Dr Jean-Pierre Routy

Le système immunitaire et le remède contre le VIH

Université McGill et Hôpital Royal Victoria

Le VIH/sida était une maladie peu connue lorsque le Dr Jean-Pierre Routy a fait sa résidence au Centre hospitalier général d'Aix-en-Provence en 1982. « Quinze jours après avoir commencé ma résidence, j'ai reçu un appel d'un jeune patient, il avait 26 ans, il faisait des crises, souffrait d'un lymphome du cerveau et d'une tuberculose atypique. Pour moi, c'était un mystère », s'étonne le Dr Routy. Il ne pouvait s'empêcher de sentir une certaine affinité avec ce jeune homme. Quand le monde a pris conscience de la pandémie de sida, le Dr Routy savait que ce patient souffrait probablement de cette maladie. Par contre, à l'époque, on n'y pouvait pas grand-chose et le patient est décédé peu de temps après. Ce patient à ce moment a orienté la carrière du Dr Routy vers la recherche pour trouver un traitement contre le VIH.

De nos jours, le travail du Dr Routy se concentre sur l'immunothérapie et les vaccins thérapeutiques qui modifient ou stimulent le rôle du système immunitaire du patient dans la lutte contre l'infection à VIH. « Le corps veut se protéger par une réponse anti-inflammatoire pour maîtriser les dommages aux organes induits par le virus, mais en l'absence d'un remède, le système continue et la lutte peut faire pire encore que l'envahisseur », explique le Dr Routy. « L'immunothérapie ouvre une nouvelle époque dans le traitement du VIH. »

Avec l'appui des IRSC à titre de membre d'une équipe de chercheurs de l'ensemble du Canada, le Dr Routy a récemment exploré l'utilisation de l'interleukine-7 (IL-7), cytokine favorisant la croissance des cellules-T. L'équipe de chercheurs a étudié l'IL-7 dans le contexte de la muqueuse intestinale, surface perméable qui le devient de plus en plus pendant l'infection à VIH. Cet « intestin passoire » permet aux microbes de passer à travers la muqueuse et, en retour, entraîne une activation immunitaire chronique dans le corps. Au cours d'une étude clinique chez des patients séropositifs, on a constaté que le traitement avec l'IL-7 augmentait l'expansion des cellules porteuses de CD4+ dans le sang et réduisait l'inflammation intestinale.
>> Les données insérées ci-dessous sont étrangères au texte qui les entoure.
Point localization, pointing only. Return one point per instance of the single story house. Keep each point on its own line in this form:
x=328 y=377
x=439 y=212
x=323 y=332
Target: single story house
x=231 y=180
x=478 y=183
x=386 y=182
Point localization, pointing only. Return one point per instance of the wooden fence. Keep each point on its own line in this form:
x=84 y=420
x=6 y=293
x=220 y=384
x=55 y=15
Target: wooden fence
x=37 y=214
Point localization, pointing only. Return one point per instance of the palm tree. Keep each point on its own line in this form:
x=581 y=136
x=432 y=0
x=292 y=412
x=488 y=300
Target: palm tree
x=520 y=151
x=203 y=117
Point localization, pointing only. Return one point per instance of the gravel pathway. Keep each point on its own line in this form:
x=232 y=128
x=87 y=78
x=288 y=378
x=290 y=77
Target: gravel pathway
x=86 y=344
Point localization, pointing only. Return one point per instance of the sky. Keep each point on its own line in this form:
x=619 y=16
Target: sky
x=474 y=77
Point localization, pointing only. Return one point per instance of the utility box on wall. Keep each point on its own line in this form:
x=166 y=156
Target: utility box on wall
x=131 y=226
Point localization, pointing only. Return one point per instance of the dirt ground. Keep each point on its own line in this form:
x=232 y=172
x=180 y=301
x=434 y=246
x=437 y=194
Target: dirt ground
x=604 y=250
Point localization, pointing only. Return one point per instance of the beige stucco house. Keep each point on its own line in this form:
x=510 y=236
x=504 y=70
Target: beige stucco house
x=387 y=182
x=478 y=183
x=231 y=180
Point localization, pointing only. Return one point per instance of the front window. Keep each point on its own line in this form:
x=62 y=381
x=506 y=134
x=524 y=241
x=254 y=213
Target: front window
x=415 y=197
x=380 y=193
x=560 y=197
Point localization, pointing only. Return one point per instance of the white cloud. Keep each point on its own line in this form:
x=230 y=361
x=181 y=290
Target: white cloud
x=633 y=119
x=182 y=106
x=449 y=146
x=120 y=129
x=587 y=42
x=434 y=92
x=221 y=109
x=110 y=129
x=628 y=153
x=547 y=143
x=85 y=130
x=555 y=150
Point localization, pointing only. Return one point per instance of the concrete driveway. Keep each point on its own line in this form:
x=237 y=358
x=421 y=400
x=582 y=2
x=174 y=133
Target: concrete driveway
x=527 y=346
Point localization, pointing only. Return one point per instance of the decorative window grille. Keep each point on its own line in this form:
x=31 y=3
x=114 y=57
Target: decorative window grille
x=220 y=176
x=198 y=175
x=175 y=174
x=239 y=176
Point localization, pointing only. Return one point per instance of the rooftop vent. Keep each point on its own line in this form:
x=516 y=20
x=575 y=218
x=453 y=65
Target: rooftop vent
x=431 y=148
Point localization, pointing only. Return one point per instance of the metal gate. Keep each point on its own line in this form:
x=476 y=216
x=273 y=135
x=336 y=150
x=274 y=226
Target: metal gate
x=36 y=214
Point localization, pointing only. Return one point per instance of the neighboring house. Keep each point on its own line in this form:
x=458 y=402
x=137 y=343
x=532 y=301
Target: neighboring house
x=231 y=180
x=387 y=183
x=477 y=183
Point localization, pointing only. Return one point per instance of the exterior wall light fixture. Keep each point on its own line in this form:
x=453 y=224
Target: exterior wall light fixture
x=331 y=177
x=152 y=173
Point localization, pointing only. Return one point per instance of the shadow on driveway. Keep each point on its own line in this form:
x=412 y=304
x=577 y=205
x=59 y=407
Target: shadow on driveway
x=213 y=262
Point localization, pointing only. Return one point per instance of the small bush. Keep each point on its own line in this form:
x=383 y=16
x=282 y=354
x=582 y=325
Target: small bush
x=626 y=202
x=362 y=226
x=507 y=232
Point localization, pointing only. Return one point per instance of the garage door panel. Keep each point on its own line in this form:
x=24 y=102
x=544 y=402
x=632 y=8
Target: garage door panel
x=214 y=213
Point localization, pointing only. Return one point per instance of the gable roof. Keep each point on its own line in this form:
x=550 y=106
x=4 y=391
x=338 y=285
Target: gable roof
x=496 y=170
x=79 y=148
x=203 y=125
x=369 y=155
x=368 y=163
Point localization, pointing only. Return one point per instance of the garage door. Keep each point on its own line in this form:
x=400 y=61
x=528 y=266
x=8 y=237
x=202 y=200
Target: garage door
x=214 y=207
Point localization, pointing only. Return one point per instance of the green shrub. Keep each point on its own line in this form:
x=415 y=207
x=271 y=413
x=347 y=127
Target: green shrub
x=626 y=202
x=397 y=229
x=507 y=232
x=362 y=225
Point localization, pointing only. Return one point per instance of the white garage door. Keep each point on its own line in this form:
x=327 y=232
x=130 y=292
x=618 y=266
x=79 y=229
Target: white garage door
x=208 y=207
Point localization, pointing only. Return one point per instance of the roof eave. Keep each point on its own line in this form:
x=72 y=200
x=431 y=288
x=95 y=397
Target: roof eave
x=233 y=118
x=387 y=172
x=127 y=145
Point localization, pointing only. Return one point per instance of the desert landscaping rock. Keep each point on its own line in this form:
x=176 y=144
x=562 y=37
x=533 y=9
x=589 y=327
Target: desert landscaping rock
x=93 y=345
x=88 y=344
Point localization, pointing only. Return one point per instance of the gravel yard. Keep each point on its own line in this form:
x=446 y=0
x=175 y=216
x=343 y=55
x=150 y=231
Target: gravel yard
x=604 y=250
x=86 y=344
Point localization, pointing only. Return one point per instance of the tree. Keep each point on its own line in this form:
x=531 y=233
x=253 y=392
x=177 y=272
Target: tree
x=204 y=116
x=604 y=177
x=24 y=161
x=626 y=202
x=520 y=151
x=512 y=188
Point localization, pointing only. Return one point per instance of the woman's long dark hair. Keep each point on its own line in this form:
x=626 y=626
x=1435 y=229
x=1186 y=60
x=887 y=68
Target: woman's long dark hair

Le traitement a également pu réparer en partie l'intestin en augmentant le nombre de cellules-T porteuses de CD4+.

Bien sûr, les recherches dans cette nouvelle avenue de traitement ne sont pas dépourvues de défis et de résultats négatifs, mais cela fait partie du progrès. Le Dr Routy et ses collègues ont publié récemment une communication sur l'utilisation de la chloroquine pour promouvoir un rétablissement des cellules-T porteuses de la molécule CD4+ en réduisant l'inflammation. La chloroquine est utilisée dans d'autres troubles auto-immunitaires et serait un médicament idéal en raison de son faible coût et de son profil sécuritaire. Par contre, les résultats ont été négatifs, ne montrant aucun changement dans le taux de rétablissement des cellules-T porteuses de CD4+ lors des essais cliniques. « C'est un peu décevant, reconnaît le Dr Routy, mais au moins, nous avons répondu à la question. »

Dans le cadre du Consortium canadien de recherche sur la guérison du VIH (CanCure) bénéficiant de l'appui des IRSC, de la CANFAR et de la Société internationale sur le SIDA, les recherches du Dr Routy continuent à ouvrir de nouvelles stratégies de traitement. Il espère que ces nouveaux traitements aideront à éliminer le VIH de l'organisme en rendant le virus plus visible pour le système immunitaire. Selon le Dr Routy, en cette nouvelle époque des thérapies contre le VIH, « nous devons penser autrement ».

L'Association canadienne de recherche sur le VIH (ACRV), l'Initiative de recherche sur le VIH/sida des IRSC, la Fondation canadienne de recherche sur le sida (CANFAR), le Réseau canadien pour les essais VIH (RCE) et le Bureau de coordination de l'alliance (BCA) de recherche et de développement de l'Initiative canadienne de vaccins contre le VIH (ICVV) souhaitent adresser leurs remerciements au Dr Routy et à ses collègues pour leur contribution importante à notre compréhension du VIH. Leur travail s'inscrit dans le cadre d'un vaste effort canadien de recherche qui fait la différence dans la vie des personnes affectées par le VIH, au Canada et de par le monde.